Friday, July 24, 2009

Today the minimum wage rose to $7.25 from $6.55.

My first job, when I was 14, was at McDonalds.  I think I made $4.25 an hour if memory serves me...

This increase couldn't have come at a better time as CEPR noted:

When the federal minimum wage rises by 70 cents to $7.25 an hour on July 24th, it will raise the pay of the lowest-paid workers and boost the economy. The economic boost comes because workers who benefit from the increase will spend it in their local communities. According to an estimate by the Economic Policy Institute, the modest 70-cent increase will generate $5.5 billion in consumer spending over the next year – providing a boost to the economy without any increase in government spending.

Moreover, because they’re more likely to be struggling to make ends meet, low-wage workers are even more likely to spend an increase in their pay than better-paid workers, making the minimum wage increase a fairly efficient form of economic stimulus.

When President Franklin Roosevelt proposed the first federal minimum wage law in 1937, he noted that “one-third of the population” were “ill-nourished, ill-clad, and ill-housed” and argued that America should be able insure to “all our able-bodied working men and women a fair day’s pay for a fair day’s work.”

More than 70 years later, the federal minimum wage and regular increases in it, serve the same basic values of economic fairness and decency. Nearly all of the benefits of the current minimum wage increase will go to working-class families, typically headed by workers with high school degrees and some post-secondary education or training, but no college degree. Most of these families live above the stingy federal poverty line—but they don’t live very far above it, and they struggle on a daily basis to meet mortgage or rent payments, put food on the table, gas in their cars, and pay for child care and doctor’s visits.

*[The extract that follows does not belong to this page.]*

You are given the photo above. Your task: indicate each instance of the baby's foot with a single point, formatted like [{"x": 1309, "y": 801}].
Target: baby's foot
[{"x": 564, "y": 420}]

The minimum wage increase has these broad benefits because it helps both the more than 2.2 million workers currently earning it and a significant portion of the roughly 7.8 million workers with wages just above it. This happens in part because business often are concerned to insure that more senior workers earn at least a $1 or more above just-hired workers who are paid the minimum.

Then on his blog Dean Baker noted:

There is no doubt that employers of low-wage earners are unhappy about paying higher wages, just as they are unhappy about the rise of health insurance premiums every year. (For employers who provide coverage, the latter will be a much greater expense.) However, there is little reason to believe that it will result in substantial job loss.

The impact of a rise in the minimum wage on employment is one of the most heavily researched topics in economics. Virtually all of this research shows that it will have little or no impact on employment.

Who Is Affected by a Higher Minimum Wage?

The Economic Policy Institute estimates that about 4.5 million employees, less than 4 percent of the labor force, will see a bump in their hourly wages. But not all of those affected will actually be minimum wage earners. Let me explain.

The bulk of these workers — about 2.8 million people — currently earn less than $7.25, and will receive an immediate raise. But the institute estimates that an additional 1.6 million workers earning slightly above the minimum will be “indirectly” affected because of “spillover effect” — businesses trying to preserve their wage structures.

There are finely gradated pay scales in many markets. Let’s say a business, like a restaurant, employs both a minimum-wage worker — like a drive-through operator — and a slightly higher-skilled worker — let’s say a cook — who earns 25 cents above the minimum wage. When pay increases for the drive-through operator, the restaurant may decide to slightly raise the pay of the cook to keep the same hierarchy and wage structure.

That pay raise may then have ripple effects. For example, raising the pay of the cooks at one restaurant with a drive-through may force other restaurants (even those without drive-throughs) to raise the pay of their cooks, in order to stay competitive.

Even further down the line, raising the minimum wage may lead employers to pass on their additional labor costs in the form of higher prices, which can in turn (at least theoretically) lead to higher prices and wages across the board.

So now that we understand the quantity of people who are being affected, what about the individual people themselves? Who earns the minimum wage?

From a Bureau of Labor Statistics study based on 2008 data:

  • Minimum wage workers tend to be young. Although workers under age 25 represented only about one-fifth of hourly paid workers, they made up half of those paid the federal minimum wage or less. Among employed teenagers paid by the hour, about 11 percent earned the minimum wage or less, compared with about 2 percent of workers age 25 and over.
  • About 4 percent of women paid hourly rates had wages at or below the prevailing federal minimum, compared with about 2 percent of men. (Of minimum wage earners overall, 67 percent are women, and 33 percent are men.)
  • The percentage of workers earning the minimum wage did not vary much across the major race and ethnicity groups. About 3 percent of white, black, and Hispanic hourly-paid workers earned the federal minimum wage or less. Among Asian hourly paid workers, about 2 percent earned the minimum wage or less.
  • Among hourly paid workers age 16 and over, about 5 percent of those who had less than a high school diploma earned the federal minimum wage or less, compared with about 3 percent of those who had a high school diploma (with no college) and about 2 percent of college graduates.
  • Part-time workers (persons who usually work less than 35 hours per week) were more likely than their full-time counterparts to be paid the federal minimum wage or less (about 7 percent versus about 2 percent).
  • About 7 in 10 workers earning the minimum wage or less in 2008 were employed in service occupations, mostly in food preparation and serving related jobs.
  • Among the states, Mississippi, South Carolina, Tennessee and Oklahoma had the highest proportions of hourly-paid workers earning at or below the federal minimum wage (about 6 percent). The percentage of workers earning at or below the Federal minimum wage was lowest (1 percent or less) in Alaska, California and Oregon.
  •  I think its important to note that the minimum wage was at its highest level in 1968.